Seidel named interim vice president for research
H. Edward Seidel, director of the National Center for Supercomputing Applications at the Urbana-Champaign campus since 2013, was named interim vice president for research for the University of Illinois system.
Seidel, a leading researcher in high-performance computing and relativity and astrophysics, assumed his new role Sept. 1. He succeeds Lawrence B. Schook, who announced in March that he would step down after five years as vice president and return to his research and faculty work in Urbana-Champaign and Chicago.
Killeen said Seidel’s long career as an administrator and award-winning researcher makes him an ideal choice to lead an office that works with the system’s three universities to help manage their nearly $1 billion per year sponsored-research portfolio and oversee technology commercialization and economic development activities.
“I have had the opportunity to work with Ed both in his role at NCSA and at the National Science Foundation,” Killeen said. “Through both experiences, I gained a great appreciation for his broad vision and his ability to build effective interdisciplinary research teams and partnerships.”
Seidel, 58, will retain the title of NCSA director while he holds the interim vice president position.
“I am honored to be asked by President Killeen to work with the entire University of Illinois system to further enhance its research and economic development portfolio, and to return even more value to the state during the search for a permanent vice president,” Seidel said.
He also was among the original co-principal investigators for Blue Waters, a federally funded project that brought one of the world’s most powerful supercomputers to Urbana-Champaign.

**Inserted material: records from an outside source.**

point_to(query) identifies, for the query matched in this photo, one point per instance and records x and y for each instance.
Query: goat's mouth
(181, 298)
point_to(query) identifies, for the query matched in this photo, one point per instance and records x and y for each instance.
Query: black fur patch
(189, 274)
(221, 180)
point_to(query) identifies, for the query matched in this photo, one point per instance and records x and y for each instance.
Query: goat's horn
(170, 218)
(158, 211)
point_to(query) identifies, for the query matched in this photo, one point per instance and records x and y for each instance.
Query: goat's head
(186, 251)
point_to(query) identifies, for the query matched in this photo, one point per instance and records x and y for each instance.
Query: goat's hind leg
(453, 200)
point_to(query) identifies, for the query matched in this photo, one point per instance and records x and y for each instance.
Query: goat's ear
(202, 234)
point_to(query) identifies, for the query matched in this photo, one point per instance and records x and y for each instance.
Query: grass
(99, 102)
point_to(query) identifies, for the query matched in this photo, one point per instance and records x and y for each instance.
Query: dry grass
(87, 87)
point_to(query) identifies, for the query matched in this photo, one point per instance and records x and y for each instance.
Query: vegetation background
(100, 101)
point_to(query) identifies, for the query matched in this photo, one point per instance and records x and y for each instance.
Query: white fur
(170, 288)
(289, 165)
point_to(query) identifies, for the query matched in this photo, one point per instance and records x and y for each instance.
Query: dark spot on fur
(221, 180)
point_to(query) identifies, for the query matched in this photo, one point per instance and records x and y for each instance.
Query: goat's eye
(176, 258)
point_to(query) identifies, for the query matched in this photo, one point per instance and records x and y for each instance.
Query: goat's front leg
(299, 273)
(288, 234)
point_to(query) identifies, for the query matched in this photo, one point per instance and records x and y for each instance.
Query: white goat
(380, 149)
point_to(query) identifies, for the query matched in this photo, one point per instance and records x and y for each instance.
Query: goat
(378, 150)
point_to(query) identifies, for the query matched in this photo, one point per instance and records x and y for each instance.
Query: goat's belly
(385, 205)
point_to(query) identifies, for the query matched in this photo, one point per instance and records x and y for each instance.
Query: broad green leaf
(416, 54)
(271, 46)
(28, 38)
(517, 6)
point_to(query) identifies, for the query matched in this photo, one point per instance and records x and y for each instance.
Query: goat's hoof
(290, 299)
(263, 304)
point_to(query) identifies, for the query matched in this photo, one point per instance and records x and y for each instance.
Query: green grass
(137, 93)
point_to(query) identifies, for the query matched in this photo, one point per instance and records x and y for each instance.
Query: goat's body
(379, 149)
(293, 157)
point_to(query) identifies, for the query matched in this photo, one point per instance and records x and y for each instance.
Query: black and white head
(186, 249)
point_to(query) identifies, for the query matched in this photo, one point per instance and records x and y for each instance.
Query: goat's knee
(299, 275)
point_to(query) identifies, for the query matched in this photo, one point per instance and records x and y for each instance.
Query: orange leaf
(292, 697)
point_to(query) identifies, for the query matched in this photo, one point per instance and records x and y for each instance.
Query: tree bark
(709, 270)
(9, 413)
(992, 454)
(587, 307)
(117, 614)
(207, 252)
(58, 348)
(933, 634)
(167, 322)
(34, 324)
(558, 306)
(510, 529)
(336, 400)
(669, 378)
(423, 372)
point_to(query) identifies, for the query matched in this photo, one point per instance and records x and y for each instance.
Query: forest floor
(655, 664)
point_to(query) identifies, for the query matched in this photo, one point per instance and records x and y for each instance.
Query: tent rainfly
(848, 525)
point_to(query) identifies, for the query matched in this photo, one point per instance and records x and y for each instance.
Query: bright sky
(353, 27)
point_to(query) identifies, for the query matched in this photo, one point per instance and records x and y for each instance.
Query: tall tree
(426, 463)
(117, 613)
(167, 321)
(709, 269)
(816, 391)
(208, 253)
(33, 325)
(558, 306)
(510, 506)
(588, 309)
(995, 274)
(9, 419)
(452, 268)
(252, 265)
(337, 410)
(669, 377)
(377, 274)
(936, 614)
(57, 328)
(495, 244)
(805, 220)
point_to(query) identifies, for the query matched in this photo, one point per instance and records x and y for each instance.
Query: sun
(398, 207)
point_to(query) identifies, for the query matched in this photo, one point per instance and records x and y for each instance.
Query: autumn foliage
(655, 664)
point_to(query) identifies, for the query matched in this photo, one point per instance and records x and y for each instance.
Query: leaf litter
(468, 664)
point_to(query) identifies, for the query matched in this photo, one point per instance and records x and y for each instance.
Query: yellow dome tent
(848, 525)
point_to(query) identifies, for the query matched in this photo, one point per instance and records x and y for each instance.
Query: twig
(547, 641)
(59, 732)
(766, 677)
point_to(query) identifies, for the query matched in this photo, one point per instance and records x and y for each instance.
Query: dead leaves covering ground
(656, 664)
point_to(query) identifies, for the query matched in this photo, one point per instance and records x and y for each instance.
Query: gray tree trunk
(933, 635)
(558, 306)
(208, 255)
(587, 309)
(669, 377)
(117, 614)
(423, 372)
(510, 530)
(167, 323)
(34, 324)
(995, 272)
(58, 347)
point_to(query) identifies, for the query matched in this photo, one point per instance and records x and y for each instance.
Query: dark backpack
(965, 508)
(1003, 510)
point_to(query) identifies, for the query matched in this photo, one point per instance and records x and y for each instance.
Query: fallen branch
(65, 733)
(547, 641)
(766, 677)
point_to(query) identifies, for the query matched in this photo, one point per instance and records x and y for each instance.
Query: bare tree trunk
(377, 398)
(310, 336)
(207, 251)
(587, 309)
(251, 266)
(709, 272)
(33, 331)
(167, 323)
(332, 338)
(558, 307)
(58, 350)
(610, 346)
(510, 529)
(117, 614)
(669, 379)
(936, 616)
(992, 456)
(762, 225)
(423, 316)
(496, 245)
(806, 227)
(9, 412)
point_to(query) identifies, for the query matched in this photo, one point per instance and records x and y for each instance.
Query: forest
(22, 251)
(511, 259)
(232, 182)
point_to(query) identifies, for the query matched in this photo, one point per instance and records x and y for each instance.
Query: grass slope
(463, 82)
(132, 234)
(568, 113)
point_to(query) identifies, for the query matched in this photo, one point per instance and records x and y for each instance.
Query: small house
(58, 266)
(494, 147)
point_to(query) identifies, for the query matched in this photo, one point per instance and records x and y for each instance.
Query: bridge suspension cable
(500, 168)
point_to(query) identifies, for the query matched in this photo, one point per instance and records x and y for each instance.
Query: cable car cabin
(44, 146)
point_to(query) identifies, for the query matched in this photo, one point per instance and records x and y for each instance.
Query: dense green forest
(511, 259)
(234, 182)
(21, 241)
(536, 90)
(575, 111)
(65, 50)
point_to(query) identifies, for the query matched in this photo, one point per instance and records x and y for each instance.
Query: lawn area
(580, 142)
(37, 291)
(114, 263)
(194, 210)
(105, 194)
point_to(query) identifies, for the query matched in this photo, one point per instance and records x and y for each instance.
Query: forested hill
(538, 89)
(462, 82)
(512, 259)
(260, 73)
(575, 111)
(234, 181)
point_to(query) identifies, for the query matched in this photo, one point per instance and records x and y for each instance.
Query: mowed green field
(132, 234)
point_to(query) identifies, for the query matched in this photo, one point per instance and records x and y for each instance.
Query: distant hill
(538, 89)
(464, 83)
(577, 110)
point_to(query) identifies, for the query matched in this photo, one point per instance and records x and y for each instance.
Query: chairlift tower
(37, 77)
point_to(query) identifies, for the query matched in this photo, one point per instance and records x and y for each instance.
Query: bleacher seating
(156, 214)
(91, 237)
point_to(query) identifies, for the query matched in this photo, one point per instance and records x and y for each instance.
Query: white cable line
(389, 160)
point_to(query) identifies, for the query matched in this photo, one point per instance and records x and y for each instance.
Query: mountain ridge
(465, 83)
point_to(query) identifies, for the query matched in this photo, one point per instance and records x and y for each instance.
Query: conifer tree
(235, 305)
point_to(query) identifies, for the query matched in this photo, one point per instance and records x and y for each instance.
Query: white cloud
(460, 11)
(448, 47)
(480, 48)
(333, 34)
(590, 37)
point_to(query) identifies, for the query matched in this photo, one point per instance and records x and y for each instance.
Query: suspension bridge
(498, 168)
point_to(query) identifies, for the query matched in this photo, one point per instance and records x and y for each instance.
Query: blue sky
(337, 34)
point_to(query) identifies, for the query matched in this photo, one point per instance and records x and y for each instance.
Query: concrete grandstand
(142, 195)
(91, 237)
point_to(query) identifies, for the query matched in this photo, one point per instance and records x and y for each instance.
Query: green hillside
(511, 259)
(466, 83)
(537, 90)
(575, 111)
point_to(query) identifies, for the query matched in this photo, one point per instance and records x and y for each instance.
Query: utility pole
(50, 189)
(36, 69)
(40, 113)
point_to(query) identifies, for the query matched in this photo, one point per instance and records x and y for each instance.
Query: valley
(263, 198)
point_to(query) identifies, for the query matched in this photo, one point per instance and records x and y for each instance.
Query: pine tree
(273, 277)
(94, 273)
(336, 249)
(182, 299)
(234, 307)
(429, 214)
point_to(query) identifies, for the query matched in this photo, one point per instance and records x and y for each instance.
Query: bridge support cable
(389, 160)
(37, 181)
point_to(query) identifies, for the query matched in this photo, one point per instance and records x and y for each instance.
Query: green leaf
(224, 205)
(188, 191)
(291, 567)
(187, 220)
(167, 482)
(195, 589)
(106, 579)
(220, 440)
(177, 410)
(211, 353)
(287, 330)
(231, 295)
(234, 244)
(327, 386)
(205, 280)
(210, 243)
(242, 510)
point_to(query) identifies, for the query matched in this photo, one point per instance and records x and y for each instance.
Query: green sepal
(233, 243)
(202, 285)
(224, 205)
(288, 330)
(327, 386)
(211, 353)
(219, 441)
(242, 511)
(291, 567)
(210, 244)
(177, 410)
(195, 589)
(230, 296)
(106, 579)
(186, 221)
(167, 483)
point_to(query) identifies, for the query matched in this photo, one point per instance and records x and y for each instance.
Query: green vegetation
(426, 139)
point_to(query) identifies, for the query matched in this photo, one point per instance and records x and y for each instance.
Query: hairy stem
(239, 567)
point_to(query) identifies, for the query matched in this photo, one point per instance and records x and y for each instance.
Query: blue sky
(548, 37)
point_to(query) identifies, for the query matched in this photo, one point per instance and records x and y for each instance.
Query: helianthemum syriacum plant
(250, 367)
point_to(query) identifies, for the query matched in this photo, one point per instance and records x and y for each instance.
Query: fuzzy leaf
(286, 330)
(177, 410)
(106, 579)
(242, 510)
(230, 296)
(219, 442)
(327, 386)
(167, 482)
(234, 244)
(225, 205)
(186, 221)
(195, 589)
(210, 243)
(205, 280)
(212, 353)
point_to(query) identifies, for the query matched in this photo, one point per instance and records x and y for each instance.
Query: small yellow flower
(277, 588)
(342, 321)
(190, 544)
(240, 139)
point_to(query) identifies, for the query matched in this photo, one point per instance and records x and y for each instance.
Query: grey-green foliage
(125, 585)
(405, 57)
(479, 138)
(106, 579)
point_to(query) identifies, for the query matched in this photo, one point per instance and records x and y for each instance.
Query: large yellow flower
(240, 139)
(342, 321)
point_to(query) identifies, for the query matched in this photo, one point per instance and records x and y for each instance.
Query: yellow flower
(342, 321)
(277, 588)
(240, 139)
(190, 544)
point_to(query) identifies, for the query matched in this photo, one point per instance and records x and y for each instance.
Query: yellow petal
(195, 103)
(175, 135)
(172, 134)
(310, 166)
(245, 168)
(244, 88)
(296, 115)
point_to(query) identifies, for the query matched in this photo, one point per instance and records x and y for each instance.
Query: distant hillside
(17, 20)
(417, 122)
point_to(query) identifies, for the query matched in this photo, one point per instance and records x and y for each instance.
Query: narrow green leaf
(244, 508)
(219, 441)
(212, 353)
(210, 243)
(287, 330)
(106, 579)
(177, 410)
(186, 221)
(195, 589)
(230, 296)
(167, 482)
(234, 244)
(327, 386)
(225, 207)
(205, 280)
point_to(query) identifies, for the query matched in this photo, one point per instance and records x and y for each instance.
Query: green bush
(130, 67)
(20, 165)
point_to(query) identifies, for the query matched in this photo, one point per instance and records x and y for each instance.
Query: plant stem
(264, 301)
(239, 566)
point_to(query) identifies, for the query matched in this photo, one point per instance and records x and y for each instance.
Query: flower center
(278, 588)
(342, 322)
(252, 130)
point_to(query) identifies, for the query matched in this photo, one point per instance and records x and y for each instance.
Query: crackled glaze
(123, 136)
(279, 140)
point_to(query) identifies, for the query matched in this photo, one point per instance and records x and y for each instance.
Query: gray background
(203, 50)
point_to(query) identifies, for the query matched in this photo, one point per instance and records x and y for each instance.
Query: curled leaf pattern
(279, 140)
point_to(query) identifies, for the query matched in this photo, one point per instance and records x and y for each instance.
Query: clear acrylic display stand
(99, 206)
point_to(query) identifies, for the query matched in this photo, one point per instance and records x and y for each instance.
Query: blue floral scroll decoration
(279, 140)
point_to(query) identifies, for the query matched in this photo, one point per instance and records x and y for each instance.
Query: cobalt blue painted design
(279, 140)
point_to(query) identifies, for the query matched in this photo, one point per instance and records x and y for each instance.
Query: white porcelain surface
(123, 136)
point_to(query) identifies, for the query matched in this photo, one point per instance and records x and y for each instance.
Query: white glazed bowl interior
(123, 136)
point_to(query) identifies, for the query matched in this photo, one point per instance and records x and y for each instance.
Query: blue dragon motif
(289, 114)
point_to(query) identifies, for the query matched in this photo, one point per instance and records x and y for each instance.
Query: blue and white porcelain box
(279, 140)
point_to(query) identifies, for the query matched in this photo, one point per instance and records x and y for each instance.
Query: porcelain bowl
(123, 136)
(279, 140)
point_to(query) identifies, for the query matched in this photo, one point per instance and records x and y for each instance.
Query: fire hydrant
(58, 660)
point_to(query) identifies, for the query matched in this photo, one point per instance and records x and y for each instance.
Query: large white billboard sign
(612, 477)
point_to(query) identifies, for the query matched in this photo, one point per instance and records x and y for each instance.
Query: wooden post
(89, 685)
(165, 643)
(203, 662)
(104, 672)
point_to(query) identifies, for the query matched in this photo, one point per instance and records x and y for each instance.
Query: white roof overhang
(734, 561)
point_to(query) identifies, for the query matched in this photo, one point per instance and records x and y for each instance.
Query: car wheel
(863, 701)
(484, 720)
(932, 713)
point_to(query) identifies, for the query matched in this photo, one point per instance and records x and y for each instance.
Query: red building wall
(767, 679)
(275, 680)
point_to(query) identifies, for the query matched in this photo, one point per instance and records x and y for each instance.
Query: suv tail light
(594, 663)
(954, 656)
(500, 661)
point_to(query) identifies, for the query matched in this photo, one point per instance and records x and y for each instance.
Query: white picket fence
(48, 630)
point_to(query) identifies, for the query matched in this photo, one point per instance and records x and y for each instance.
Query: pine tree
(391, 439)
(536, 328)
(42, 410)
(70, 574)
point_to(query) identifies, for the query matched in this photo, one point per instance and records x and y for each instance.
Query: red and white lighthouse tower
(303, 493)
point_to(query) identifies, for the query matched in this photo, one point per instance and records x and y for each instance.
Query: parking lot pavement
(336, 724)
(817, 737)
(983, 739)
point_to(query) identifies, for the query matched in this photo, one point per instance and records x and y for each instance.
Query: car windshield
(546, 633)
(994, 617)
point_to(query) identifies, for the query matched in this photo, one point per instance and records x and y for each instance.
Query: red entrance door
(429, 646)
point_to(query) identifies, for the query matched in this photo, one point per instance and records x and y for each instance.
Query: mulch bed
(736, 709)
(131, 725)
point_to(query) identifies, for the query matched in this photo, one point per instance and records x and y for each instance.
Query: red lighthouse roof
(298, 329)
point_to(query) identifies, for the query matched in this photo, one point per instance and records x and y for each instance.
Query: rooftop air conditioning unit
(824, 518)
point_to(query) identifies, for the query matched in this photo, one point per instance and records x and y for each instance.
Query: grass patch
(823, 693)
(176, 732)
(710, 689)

Seidel is a Founder Professor in the physics department and a professor in the astronomy department at Urbana-Champaign.
His previous leadership roles include serving as senior vice president of research and innovation for the MIT Skoltech Initiative at the Skolkovo Institute of Science and Technology, directing the Office of Cyberinfrastructure and serving as assistant director for mathematical and physical sciences at the National Science Foundation, leading the Center for Computation & Technology at Louisiana State University, and leading the numerical relativity group at the Max Planck Institute for Gravitational Physics (Albert-Einstein-Institut) in Germany.
He earned a bachelor’s degree in mathematics and physics at the College of William and Mary in 1981, a master’s degree in physics at the University of Pennsylvania in 1983 and a doctorate in relativistic astrophysics at Yale University in 1988.
Seidel will serve during a national search for a permanent vice president. The search will be assisted by an advisory committee chaired by Peter Pfanner, a research professor of urology and director of the UIC Innovation Center.